Figures & data
Figure 1. (A) Graphical representation of the four constructs. (B) Sequence comparison of the loop deletion region of the relevant constructs with the rat ortholog GLRA1_RAT. (C) Outline of the N-terminus of constructs 2–4; construct 1 is not listed, as a mixture of sequences was observed. It should be noted that all constructs except construct 4 possess N-terminal heterogeneity. The identified cleavage sites are marked with a ↓ and the given numbers correspond to the native GlyR protein sequence (isoform b, P23415-2). This Figure is reproduced in color in Molecular Membrane Biology online.
Table I. Representation of all constructs generated during this work. They differ in the position of the TEV cleavage site, length of loop 2, N-terminal and C-terminal tags, N-terminal modifications, P. pastoris strains and expression vectors. Only the first four constructs are discussed as those predominantly contribute to the outcome of this work.
Table II. Characteristics of the main gel filtration peak and melting temperatures of the individual constructs in complex with agonist and antagonist, respectively.
Figure 2. (A) SDS-PAGE of purified GlyR. The second lane displays construct 1 with a distinct band for GlyR between the marker at 38 and 49 kDa and significant degradation products at 38 and 7 kDa. Construct 2 shows a significant reduction of degradation products visualized by a faint band at 38 kDa in addition to the dominant band between the marker at 38 and 49 kDa (lane 3). The last two lanes represent construct 3 and 4, where only a single band characteristic for GlyR is observed. (B) Blue-Native PAGE of construct 2–4. For construct 2 (lane 2), several equally strong bands at higher molecular weights were observed indicating protein aggregation. The other two constructs (lane 3, 4) solely show a strong band between 242 and 480 kDa, characteristic for the pentameric complex.
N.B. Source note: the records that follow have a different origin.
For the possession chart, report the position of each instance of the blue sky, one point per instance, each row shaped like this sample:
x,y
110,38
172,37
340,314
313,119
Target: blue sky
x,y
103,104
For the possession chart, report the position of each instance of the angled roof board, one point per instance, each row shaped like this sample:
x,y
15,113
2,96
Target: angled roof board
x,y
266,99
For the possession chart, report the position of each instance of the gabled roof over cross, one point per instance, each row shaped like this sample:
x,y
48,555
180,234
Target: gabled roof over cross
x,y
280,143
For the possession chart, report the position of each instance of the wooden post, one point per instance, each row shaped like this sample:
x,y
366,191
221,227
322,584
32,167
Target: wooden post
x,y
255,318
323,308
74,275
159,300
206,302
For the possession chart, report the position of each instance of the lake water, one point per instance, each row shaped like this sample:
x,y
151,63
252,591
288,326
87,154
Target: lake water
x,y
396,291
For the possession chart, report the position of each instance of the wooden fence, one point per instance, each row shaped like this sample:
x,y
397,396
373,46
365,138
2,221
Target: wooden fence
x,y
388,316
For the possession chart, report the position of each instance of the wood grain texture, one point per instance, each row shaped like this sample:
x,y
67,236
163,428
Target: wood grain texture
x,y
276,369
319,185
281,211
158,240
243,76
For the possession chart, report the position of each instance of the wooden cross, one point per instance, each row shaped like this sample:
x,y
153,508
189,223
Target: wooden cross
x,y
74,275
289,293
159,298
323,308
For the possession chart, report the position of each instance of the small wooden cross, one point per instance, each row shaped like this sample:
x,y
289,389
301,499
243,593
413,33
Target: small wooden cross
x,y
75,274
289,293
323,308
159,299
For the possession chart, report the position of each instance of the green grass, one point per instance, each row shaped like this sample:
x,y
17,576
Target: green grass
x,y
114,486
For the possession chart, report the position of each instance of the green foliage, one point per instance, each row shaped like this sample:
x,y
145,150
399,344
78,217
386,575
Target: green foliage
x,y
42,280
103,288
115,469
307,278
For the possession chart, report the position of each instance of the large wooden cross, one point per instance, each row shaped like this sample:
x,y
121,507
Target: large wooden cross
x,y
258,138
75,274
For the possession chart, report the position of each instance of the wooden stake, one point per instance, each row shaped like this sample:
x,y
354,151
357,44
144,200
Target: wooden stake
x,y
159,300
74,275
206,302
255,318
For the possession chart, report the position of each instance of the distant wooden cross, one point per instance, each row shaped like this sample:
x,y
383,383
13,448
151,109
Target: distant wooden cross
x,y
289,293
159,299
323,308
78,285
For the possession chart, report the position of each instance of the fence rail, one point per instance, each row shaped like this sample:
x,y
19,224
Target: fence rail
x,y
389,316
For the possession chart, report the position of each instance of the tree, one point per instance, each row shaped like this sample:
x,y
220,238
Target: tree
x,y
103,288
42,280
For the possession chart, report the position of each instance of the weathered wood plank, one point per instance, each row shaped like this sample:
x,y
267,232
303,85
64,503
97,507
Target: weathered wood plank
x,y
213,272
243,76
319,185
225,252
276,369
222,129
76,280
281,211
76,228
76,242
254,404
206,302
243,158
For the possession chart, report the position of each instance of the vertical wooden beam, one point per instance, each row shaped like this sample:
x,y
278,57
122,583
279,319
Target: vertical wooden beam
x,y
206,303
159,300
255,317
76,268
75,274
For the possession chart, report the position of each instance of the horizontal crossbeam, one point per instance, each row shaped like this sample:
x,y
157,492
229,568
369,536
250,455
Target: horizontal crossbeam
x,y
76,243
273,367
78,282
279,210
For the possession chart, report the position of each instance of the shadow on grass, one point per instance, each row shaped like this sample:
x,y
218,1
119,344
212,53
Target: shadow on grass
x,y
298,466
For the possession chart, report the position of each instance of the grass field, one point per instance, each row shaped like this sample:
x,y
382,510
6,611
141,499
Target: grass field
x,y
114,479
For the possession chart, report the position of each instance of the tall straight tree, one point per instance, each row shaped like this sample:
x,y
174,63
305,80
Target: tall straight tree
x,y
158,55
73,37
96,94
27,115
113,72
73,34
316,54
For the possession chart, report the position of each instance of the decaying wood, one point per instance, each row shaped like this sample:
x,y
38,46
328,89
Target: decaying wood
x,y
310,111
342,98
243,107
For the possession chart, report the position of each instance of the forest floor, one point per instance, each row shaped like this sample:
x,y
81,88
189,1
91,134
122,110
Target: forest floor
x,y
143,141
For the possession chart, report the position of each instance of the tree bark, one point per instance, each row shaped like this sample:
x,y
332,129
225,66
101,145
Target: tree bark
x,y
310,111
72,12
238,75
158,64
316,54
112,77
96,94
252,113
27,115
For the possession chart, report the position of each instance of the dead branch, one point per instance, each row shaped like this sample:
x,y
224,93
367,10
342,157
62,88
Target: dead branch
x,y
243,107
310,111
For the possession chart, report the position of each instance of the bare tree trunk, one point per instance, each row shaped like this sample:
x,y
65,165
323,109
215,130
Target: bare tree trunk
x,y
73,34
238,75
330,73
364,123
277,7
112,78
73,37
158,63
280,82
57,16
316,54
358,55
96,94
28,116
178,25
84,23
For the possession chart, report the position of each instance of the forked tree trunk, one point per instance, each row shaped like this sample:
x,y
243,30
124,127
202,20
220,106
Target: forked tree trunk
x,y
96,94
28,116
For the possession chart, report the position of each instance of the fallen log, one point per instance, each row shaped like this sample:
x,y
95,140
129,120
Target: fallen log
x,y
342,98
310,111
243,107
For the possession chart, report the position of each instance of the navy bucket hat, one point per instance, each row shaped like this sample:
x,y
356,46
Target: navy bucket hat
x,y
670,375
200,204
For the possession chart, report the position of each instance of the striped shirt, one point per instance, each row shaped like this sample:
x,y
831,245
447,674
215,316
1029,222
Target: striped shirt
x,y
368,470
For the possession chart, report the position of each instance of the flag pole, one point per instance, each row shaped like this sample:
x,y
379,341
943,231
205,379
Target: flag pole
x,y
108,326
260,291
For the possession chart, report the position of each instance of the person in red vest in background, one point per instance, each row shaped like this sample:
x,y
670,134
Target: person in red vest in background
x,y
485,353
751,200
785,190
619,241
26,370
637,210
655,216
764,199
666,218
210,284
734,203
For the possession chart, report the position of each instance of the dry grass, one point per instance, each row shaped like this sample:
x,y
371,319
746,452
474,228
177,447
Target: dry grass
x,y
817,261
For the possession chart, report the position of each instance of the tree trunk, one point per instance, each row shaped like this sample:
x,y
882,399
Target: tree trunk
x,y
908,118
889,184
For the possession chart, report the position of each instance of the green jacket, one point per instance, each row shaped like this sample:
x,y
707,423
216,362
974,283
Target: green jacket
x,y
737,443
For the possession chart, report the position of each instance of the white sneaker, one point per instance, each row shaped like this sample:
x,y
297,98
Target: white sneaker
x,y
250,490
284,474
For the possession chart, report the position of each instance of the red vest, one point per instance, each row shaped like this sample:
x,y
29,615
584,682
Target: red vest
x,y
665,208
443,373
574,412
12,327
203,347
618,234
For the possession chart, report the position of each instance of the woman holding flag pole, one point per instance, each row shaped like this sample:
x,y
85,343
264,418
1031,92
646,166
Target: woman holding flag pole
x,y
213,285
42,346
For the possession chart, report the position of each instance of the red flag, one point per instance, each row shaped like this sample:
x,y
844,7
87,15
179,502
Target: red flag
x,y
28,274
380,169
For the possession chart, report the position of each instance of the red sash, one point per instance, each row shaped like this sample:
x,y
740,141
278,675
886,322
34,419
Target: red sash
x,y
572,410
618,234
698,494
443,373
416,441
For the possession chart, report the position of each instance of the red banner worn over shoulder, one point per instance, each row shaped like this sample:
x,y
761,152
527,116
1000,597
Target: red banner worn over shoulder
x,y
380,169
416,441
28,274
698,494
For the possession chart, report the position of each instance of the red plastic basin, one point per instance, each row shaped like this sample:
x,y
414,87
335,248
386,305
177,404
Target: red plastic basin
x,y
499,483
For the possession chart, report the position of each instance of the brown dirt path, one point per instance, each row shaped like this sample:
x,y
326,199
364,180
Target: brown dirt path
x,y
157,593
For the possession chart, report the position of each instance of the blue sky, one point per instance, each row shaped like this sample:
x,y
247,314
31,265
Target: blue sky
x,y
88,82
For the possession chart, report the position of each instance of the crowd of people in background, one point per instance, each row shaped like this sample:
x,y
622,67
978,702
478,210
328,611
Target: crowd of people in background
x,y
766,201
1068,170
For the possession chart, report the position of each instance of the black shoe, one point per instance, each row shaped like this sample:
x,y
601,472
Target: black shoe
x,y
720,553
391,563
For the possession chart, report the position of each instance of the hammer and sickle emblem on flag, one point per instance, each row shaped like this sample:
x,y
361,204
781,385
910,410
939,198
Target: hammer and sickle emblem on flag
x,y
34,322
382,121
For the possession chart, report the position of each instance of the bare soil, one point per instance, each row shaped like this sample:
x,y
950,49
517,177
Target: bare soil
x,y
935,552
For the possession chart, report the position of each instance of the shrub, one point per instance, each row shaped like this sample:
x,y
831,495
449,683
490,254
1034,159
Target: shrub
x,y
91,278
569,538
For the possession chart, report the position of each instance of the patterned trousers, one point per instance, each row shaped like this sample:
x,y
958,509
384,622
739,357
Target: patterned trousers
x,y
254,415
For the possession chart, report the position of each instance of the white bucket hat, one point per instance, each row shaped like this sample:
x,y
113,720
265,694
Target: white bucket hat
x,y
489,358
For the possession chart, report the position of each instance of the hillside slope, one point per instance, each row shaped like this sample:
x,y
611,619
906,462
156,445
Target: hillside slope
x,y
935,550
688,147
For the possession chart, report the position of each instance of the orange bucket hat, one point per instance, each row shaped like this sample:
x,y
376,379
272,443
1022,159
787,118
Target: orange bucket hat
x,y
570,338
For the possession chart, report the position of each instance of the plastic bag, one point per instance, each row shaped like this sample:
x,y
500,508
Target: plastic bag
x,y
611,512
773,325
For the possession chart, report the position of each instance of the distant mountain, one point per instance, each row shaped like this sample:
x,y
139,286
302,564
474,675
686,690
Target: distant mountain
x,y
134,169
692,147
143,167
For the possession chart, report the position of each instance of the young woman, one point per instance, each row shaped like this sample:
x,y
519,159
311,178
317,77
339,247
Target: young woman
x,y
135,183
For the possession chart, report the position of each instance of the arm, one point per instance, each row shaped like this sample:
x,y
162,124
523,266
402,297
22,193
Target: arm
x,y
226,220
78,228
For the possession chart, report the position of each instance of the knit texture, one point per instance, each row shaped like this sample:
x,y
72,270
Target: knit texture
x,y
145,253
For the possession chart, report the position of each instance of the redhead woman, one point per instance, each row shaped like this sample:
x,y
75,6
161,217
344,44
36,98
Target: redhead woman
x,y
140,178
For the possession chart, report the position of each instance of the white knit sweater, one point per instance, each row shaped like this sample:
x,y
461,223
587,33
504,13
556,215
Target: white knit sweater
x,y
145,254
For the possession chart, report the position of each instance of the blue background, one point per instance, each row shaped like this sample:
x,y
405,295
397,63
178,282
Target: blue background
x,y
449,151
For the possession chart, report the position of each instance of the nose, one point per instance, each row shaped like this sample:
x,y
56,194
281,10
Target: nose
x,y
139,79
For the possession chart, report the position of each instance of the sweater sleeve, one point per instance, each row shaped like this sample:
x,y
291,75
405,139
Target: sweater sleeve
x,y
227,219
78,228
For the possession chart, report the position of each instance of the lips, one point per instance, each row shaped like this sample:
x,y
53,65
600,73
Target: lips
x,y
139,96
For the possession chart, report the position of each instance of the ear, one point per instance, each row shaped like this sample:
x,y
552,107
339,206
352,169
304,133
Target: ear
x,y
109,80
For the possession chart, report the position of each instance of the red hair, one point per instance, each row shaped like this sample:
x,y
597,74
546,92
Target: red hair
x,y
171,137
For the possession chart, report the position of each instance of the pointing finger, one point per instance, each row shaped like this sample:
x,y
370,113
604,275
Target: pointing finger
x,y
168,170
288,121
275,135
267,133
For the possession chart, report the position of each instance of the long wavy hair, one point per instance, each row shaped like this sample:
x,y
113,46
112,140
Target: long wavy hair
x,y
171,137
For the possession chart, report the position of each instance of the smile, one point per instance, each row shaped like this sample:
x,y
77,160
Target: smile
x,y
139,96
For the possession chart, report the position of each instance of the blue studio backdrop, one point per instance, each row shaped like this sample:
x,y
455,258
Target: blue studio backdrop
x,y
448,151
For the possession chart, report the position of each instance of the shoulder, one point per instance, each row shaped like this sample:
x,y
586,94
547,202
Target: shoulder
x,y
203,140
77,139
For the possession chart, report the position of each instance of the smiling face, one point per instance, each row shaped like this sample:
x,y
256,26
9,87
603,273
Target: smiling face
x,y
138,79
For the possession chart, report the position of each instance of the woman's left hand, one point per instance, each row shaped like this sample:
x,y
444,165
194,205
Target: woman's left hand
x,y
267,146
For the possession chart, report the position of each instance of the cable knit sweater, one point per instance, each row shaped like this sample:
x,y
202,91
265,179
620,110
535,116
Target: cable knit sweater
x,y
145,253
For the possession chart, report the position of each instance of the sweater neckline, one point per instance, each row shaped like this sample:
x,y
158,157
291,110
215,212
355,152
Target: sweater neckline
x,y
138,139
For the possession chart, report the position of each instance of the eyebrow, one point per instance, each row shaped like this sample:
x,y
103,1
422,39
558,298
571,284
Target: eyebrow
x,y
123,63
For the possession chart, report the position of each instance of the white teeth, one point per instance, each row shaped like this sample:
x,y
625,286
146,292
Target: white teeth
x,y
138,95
Figure 3. Gel filtration profile of GlyR expressed using construct 2, 3 and 4 using a superdex 200 10/300 GL gelfiltration column. For better visualization, the curves were normalized prior plotting. This Figure is reproduced in color in Molecular Membrane Biology online.
Figure 4. Thermal denaturation curves of (A) construct 2 and (B) construct 4. The traces are outlined using the following color scheme: GlyR (purple), in complex with 10 μM strychnine (blue) and 4.5 mM glycine (yellow). Data were continuously recorded using a Jasco J-715 spectropolarimeter at 220 nm in the temperature range from 25–95°C at 1°C/min intervals and a protein concentration of 0.5 mg/ml. The constructs exhibit a clear temperature shift upon addition of strychnine. This Figure is reproduced in color in Molecular Membrane Biology online.
Figure 5. Graphical representation of protein stability. In (A) construct 2 and (B) construct 3 are monitored over a period of seven days in the presence (right) and absence (left) of 10 μM strychnine. The curves are presented as follows: day 1 (purple), day 2 (blue), day 3 (yellow), day 4 (green), day 5 (light blue), day 6 (grey) and day 7 (purple, dashed line). Absorption at 1 ml elution volume was set to zero for all individual chromatograms. This Figure is reproduced in color in Molecular Membrane Biology online.
Table III. Ligand titrations into purified GlyR (construct 2).
Figure 6. Visualization of the buffer mismatch that appears when aliquots of buffer containing a defined DDM concentration (0.1–0.3%) is titrated into 20 mM Bis Tris-propane pH 7.4, 200 mM KCl, 0.0125 mg/ml lipids and 0.2% DDM. A negligible mismatch is only observed at 0.22% and 0.24% detergent. To avoid curve overlap, the graphs were horizontally shifted. This Figure is reproduced in color in Molecular Membrane Biology online.
Figure 7. ITC titrations of (A) 300 μM strychnine and (B) 800 μM glycine into purified GlyR (construct 2). In (C) a displacement experiment of 300 μM strychnine titrated into purified GlyR (construct 2) containing a saturating glycine concentration is shown. The upper panel represents the ITC thermogram, whereas the lower panel corresponds to the fitted binding isotherms. The measurements were conducted at 20°C with a protein concentration of 17.5 μM.
Figure 8. The chemical structures of (A) glycine and (B) strychnine are shown. (C) Thermodynamic parameters of strychnine and glycine binding to GlyR (data from ). Strychnine titration is determined by an enthalpic contribution while the interaction of glycine is driven by a large entropic contribution to ΔG.